The vast majority of companies implicated have only been notified of SEC and/or U.S. Attorney investigations in the past two to three weeks. In addition to those that have disclosed external investigations, a growing number of companies have "self reported," publicly disclosing internal investigation in the wake of news reports over the controversy. High-profile memory intellectual-property vendor Rambus Inc. was one of several companies to join that group last week, saying that its board "has commenced an internal investigation of the timing of past option grants and other potentially related issues."

Another of the companies in this category, computer security software vendor McAfee Inc. last week terminated the employment of its general counsel in connection with its previously announced internal investigation. Several other companies have been implicated as potential backdaters through analyses done by The Wall Street Journal and several analysts.

Cut and dried
Tech industry trade groups have had little to say about the scandal thus far. Reached for comment by EE Times last week, a spokesman for the Semiconductor Industry Association (SIA) said the matter is "pretty cut and dried: It's inappropriate to backdate stock options to ensure highest possible value." The one prominent SIA member company that has been implicated in the scandal, Altera Corp., has "certainly taken responsible action, making a public disclosure and taking appropriate steps," the spokesman said.
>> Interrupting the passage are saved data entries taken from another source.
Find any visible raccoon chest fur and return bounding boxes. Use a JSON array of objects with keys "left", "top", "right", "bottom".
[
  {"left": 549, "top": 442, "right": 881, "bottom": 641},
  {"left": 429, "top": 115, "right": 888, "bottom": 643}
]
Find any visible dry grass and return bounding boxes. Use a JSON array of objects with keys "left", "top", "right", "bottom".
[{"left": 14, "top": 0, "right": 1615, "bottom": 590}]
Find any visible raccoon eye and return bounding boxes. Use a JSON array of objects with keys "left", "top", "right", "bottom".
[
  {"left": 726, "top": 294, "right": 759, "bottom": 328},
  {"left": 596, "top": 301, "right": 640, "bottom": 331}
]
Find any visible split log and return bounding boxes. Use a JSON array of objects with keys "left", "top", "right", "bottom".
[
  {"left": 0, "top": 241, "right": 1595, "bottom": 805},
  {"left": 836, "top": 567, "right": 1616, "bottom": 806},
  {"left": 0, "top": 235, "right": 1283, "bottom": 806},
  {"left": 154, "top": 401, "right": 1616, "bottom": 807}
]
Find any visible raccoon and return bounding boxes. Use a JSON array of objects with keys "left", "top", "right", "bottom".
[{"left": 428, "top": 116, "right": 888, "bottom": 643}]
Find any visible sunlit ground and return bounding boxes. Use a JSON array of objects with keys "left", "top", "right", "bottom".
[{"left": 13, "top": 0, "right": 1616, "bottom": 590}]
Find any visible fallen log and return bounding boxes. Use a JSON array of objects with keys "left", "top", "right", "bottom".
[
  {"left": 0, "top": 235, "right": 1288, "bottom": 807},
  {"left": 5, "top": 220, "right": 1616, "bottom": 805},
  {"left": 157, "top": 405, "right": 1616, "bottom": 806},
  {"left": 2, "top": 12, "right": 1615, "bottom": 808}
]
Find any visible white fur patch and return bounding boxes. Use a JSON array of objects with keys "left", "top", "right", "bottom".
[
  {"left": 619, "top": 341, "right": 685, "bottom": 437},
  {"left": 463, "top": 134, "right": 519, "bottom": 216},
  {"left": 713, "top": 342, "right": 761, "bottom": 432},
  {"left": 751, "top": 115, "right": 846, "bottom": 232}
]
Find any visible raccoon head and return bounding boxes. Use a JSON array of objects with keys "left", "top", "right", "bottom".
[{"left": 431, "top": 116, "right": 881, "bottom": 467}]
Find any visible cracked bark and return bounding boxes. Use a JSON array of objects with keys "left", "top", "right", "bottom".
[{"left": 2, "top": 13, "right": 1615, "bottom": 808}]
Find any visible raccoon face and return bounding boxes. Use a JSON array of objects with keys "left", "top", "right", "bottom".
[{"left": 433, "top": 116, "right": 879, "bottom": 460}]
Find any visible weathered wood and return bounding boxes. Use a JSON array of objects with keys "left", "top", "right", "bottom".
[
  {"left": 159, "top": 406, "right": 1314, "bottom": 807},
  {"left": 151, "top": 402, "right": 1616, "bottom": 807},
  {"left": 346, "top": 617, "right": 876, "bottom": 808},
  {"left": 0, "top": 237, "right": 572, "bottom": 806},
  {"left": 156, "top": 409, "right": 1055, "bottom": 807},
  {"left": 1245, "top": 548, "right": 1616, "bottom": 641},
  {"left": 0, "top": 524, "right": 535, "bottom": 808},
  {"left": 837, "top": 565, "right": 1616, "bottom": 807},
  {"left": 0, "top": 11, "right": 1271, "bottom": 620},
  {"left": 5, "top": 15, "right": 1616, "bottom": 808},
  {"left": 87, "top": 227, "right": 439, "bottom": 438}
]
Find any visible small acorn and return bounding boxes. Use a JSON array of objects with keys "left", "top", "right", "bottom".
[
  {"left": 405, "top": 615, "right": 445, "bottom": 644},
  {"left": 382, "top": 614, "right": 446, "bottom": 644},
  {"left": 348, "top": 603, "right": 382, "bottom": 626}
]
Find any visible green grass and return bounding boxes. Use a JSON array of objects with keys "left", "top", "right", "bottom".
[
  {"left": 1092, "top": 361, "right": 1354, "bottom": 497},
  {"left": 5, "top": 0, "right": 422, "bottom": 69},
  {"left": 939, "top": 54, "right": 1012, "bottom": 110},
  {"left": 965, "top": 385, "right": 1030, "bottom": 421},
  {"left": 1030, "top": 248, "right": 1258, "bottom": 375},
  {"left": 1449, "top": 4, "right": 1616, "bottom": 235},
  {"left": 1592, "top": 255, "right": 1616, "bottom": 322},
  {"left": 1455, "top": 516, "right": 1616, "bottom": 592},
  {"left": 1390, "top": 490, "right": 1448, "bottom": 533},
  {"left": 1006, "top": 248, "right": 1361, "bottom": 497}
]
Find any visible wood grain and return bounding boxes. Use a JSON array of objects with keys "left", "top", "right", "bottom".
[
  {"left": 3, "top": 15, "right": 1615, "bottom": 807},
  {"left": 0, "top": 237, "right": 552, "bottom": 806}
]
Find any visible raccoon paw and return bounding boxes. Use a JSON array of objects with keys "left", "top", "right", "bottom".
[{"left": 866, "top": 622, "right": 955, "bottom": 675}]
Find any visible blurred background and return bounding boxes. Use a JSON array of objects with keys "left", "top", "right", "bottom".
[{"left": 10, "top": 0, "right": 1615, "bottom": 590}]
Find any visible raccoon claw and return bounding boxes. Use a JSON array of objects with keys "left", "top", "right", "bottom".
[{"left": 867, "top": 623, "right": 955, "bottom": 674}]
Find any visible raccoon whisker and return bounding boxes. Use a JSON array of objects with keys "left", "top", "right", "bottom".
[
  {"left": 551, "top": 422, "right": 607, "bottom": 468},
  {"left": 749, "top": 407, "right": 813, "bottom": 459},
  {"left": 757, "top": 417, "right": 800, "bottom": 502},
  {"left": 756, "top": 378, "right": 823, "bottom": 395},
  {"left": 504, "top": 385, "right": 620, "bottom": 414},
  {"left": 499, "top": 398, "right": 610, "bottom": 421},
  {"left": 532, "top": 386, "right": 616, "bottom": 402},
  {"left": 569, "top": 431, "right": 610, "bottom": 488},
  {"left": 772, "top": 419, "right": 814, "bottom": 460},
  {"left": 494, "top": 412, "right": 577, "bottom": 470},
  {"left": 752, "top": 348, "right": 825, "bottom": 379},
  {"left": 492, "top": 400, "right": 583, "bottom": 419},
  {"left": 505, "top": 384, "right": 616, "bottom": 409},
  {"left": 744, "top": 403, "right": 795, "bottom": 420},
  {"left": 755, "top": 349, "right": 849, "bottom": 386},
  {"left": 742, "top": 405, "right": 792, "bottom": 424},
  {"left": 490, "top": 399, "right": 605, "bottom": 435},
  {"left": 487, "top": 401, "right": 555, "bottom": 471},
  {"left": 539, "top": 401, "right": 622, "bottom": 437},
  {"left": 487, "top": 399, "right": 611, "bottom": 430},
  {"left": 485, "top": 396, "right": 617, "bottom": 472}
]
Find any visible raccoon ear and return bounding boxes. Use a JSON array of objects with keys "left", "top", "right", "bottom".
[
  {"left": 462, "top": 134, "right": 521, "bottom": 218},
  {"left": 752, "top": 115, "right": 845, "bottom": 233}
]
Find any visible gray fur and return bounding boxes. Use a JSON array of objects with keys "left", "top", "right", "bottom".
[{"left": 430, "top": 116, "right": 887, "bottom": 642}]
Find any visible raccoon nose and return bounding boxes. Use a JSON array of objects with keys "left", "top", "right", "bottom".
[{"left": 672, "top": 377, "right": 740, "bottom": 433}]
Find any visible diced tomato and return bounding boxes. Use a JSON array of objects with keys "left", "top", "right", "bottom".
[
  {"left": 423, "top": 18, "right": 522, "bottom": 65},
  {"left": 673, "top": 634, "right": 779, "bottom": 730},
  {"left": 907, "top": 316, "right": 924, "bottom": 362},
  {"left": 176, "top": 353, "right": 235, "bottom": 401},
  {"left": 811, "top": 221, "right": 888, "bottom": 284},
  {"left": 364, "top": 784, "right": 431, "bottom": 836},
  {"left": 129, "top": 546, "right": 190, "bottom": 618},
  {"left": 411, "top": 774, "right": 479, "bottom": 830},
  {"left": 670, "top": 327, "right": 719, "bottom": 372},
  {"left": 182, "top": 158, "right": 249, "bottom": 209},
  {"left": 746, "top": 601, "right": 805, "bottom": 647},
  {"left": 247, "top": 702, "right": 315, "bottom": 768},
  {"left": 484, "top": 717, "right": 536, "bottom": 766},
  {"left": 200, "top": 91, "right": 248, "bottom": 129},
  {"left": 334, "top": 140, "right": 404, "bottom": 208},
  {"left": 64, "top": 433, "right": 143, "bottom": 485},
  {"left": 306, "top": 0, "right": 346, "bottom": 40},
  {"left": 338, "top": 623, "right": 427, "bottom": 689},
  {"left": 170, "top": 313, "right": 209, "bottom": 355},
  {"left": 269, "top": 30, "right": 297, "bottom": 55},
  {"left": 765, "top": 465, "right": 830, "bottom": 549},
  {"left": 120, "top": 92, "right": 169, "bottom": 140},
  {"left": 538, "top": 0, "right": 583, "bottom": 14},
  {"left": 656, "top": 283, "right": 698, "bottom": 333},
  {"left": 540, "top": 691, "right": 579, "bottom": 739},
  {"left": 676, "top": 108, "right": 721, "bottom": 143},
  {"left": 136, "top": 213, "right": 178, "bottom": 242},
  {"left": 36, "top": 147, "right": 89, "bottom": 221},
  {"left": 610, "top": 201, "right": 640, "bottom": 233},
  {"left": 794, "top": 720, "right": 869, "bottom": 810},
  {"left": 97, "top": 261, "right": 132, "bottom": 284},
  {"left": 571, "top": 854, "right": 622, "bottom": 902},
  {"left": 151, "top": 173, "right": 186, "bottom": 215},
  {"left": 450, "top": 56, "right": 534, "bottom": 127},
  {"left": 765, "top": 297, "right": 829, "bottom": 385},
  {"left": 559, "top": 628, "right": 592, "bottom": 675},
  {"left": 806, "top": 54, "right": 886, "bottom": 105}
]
Asked if there was concern within SIA that investor backlash in the wake of the scandal might lead to more Sarbanes-Oxley-type legislation, the spokesman said there had not yet been any discussion within the group about that possibility. "If there is a proposal for legislative or regulatory action, we'll have to take a look at that and see whether we feel it is appropriate for our membership," he said. "It appears that there are already regulations on the books against this practice."

NCEO's Rosen said he does not think that the options controversy will reach the magnitude of the corporate scandals at Enron and WorldCom. But "we don't know exactly how many companies are involved, and I don't think the dust will settle for quite a while," he added.

The U.S. Attorney's Office in San Francisco did not respond to a request for comment by press time. The U.S. Attorney's Office and the SEC typically do not comment on ongoing investigations.